(Updates with quote from report in last paragraph.)
Nov. 11 (Bloomberg) -- Incentives that led Chinese households and companies to build up savings haven’t changed enough to reverse the trend and boost domestic demand in coming years, the International Monetary Fund staff said in a report that also calls for an appreciation of the yuan.
In a sustainability assessment prepared for the Group of 20 leaders and published today, the IMF staff said it diverges with Chinese authorities on the prospects for savings in the world’s second-largest economy. IMF economists see China’s current- account surplus, the broadest measure of trade, widening to about 8 percent of gross domestic product over the medium term, from an expected 5.2 percent this year.
“China’s growth model has been based on high domestic saving, counterbalanced by high external demand and equilibrated by a low real exchange rate,” according to the report, which was part of a broader evaluation of whether G-20 policies are consistent with one another. “As the authorities recognize, the model ultimately needs to change.”
The IMF assessment was discussed last week in Cannes, France by G-20 leaders, who in their communique vowed to “move more rapidly toward market-determined” currencies and in an appendix welcomed China’s “determination” to increase the yuan’s flexibility. IMF chief Christine Lagarde during a trip to Beijing this week said the country is willing to let the yuan appreciate.
The IMF report said the real effective exchange rate during the first eight months of the year has been about 13 percent higher than the average of the previous two decades. It has shown almost no appreciation so far this year and is “substantially below the level consistent with medium-term fundamentals,” according to the report.
Besides the exchange rate, the measures recommended in the report include strengthening social safety nets and allowing greater competition in domestic markets.
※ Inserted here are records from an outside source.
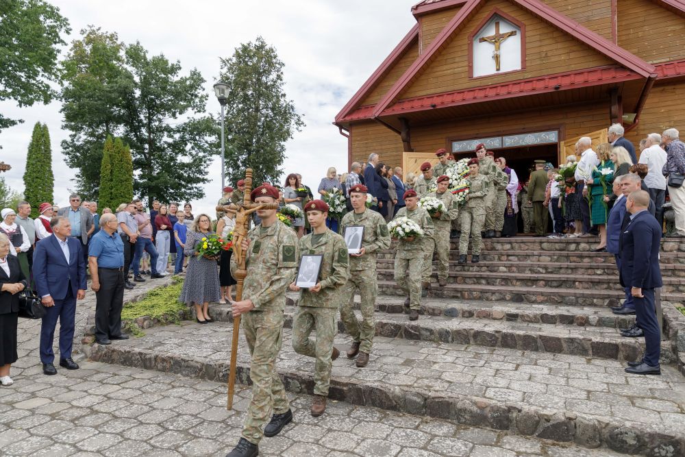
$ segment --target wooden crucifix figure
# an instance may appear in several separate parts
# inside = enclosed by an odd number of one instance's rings
[[[502,42],[510,36],[514,36],[514,35],[516,35],[516,30],[512,30],[506,34],[499,33],[499,21],[497,21],[495,23],[495,34],[490,36],[484,36],[478,40],[478,42],[488,42],[495,45],[495,51],[493,51],[493,58],[495,59],[495,68],[497,71],[499,71],[500,68],[499,47],[501,45]]]
[[[247,276],[247,253],[242,250],[242,240],[247,236],[249,229],[249,215],[258,210],[277,210],[277,203],[253,203],[251,202],[250,193],[252,191],[252,169],[245,170],[245,193],[242,204],[226,205],[217,206],[216,211],[230,212],[236,214],[236,227],[233,230],[233,254],[235,256],[237,269],[234,273],[234,277],[237,282],[236,286],[236,301],[242,299],[242,287],[245,277]],[[240,317],[233,320],[233,342],[231,345],[231,364],[228,373],[228,397],[226,408],[233,409],[233,395],[236,386],[236,370],[238,358],[238,341],[240,331]]]

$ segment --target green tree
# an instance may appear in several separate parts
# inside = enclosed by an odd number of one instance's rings
[[[29,143],[24,172],[24,195],[31,203],[32,217],[38,217],[40,203],[52,203],[54,186],[50,134],[47,125],[37,122]]]
[[[286,142],[305,125],[284,89],[283,62],[262,37],[221,60],[219,79],[231,88],[226,104],[226,175],[240,179],[245,169],[254,182],[278,182]]]
[[[111,135],[107,136],[100,161],[100,186],[97,199],[98,208],[112,208],[112,193],[114,186],[112,181],[112,156],[114,153],[114,142]],[[116,208],[116,207],[114,206]],[[114,208],[112,208],[114,211]]]
[[[71,32],[60,10],[42,0],[0,1],[0,101],[49,103],[60,79],[60,36]],[[23,122],[0,113],[0,130]]]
While many of these policies are already in the country’s five-year plan, a “determined and sustained implementation” will be needed, according to the IMF.
In another of the reports prepared for the G-20, the IMF staff also said that major advanced economies face “elevated risk” of falling back into recession. “In the context of lower growth, adverse feedback loops between the real economy, fiscal tensions and the financial sector have strengthened, posing risks to financial stability,” according to the report.